A weakening in Japan’s currency over the past few months has helped boost export shipments by making products more price-competitive overseas. But it has also inflated the value of resource-scarce Japan’s imports of crude oil and other commodities, which offset a recovery in demand for Japanese-made vehicles and machinery.
This trend is hindering Japan’s long-time strategy of relying heavily on exports to drive growth and adding to pressure to find fresh momentum through stronger domestic demand at a time when the workforce is aging and shrinking and corporate investment remains feeble.

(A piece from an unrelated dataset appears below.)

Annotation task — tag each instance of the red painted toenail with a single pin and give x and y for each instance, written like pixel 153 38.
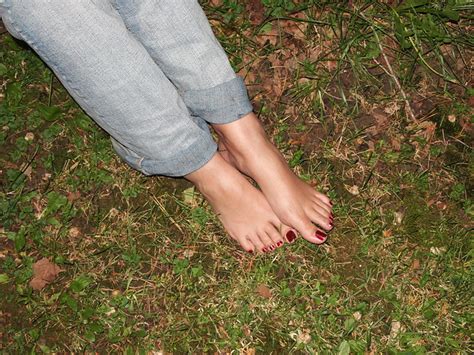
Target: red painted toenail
pixel 321 235
pixel 291 236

Prime Minister Shinzo Abe took office in December, vowing to boost the economy by restoring Japan’s export competitiveness, while at the same time stimulating demand at home through higher public works spending. He also has promised to push ahead with politically tough reforms needed to sustain growth in the longer term, though such efforts have not made much headway in the past.
Trade with the United States and major Asian trading partners rose as the global recovery strengthened and the economic impact of friction with China over a territorial dispute appeared to recede. But trade with European countries remained weak, with a 6 percent decline in exports from a year earlier. Imports from Western Europe climbed 6.3 percent.
Exports to the United States jumped 11 percent from the year before to 839.8 billion yen, while imports rose 5.8 percent to 521.1 billion yen. That boosted Japan’s surplus with the United States by 20 percent from a year earlier to 318.7 billion yen.
Exports to China climbed 3 percent but imports also surged, leaving a deficit of 654.6 billion yen, up 11 percent from the year before. Shipments of Japanese products to other Asian nations rose sharply, however, as manufacturers stepped up efforts to boost production and sales outside of China. Exports to Taiwan jumped 28.8 percent from a year earlier, to Thailand by 23.7 percent, to Vietnam by 21 percent and to Hong Kong by nearly 12 percent.
Japan’s imports of crude oil and other fuel rose 8.8 percent to 2.26 trillion yen, accounting for over a third of its total import bill, pushed higher by the yen’s weaker purchasing power and rising prices.
Exports of transport equipment climbed 25 percent, mainly due to rising exports of auto parts, while exports of machinery increased 18 percent.
Japan’s trade deficit rose to a record 6.93 trillion yen in 2012 as fuel imports surged and a bitter territorial dispute with China provoked anti-Japanese riots, hammering its exports.
The trade deficit narrowed to 641.5 billion yen in December from the 954.8 billion yen shortfall in November. That was despite a 5.8 percent drop in exports for the month.